Шакловитый неожиданно поддержал ее:
— Надобно одолеть Нарышкиных силою либо чарами. Я ужо говорил своим: надобно уходить медведицу и за нею медвежонка. Вовремя они не подступились. Ноне и подавно не осмелются. Упустили время, но крест рано ставить. Сила за нами.
— Сила есть — ума не надо, — высказался князь Василий. — Сила против силы — неведомо, чья возьмет. По мне же лучше умом взять, лучше покориться до поры до времени. Надобно все размерить, дабы действовать наверняка… А ныне вы, чаю, с прикидкою.

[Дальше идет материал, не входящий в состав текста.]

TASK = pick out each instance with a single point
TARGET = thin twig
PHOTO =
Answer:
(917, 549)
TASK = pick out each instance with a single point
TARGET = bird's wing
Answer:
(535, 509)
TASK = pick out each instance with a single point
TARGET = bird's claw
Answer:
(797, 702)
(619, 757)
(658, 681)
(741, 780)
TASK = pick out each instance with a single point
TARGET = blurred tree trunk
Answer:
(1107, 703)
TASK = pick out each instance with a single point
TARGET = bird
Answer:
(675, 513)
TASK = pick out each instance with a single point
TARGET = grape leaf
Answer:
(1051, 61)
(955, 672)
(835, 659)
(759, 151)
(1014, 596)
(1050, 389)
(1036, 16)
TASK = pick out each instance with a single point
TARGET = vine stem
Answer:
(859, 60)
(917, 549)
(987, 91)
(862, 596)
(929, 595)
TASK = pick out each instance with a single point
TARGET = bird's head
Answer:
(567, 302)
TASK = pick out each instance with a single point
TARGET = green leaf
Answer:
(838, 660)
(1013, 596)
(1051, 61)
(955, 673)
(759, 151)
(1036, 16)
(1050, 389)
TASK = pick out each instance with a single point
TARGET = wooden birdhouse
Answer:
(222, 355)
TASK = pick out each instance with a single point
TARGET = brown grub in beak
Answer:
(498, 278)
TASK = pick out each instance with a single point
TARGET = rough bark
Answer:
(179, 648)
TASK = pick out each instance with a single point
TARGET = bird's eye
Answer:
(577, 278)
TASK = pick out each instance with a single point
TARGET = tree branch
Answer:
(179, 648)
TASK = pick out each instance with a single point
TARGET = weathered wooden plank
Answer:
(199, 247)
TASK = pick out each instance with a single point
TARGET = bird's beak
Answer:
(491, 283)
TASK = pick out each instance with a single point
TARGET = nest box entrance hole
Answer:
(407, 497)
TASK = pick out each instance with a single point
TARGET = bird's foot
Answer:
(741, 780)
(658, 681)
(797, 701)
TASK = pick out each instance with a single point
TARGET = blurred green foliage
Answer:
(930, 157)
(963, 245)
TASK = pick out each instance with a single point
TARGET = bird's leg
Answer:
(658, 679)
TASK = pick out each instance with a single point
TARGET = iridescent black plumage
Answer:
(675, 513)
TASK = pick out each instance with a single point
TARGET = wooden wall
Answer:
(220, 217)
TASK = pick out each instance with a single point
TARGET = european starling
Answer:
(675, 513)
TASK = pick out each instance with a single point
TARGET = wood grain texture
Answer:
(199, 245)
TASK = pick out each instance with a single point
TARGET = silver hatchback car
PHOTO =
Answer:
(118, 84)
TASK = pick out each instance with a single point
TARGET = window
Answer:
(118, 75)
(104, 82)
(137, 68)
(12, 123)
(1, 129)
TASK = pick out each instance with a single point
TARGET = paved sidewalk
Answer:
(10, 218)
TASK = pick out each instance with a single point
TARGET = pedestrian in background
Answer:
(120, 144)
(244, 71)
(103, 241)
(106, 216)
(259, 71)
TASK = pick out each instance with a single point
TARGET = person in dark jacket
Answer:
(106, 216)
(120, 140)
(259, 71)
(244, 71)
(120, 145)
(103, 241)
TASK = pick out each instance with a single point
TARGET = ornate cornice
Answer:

— Отчего же? — возразил Федор. — Я переговаривался со стрелецкими головами, кои охочи к бунту.
— Много ль таких?
— Есть сотские, пятидесятники и один пятисотский.
— Стремянный полк весь за Петра, — возразил князь. — И солдаты, кои под началом иноземцев, полковника Гордона.
— Все едино — за нами сила, — упрямо твердил Шакловитый.
— Ты, Федор, упрям, а я еще упрямей, — отвечал князь. — Нельзя начинать дела, не уверясь в его успехе. Коли провалишь его — сызнова не начнешь, а костей не соберешь.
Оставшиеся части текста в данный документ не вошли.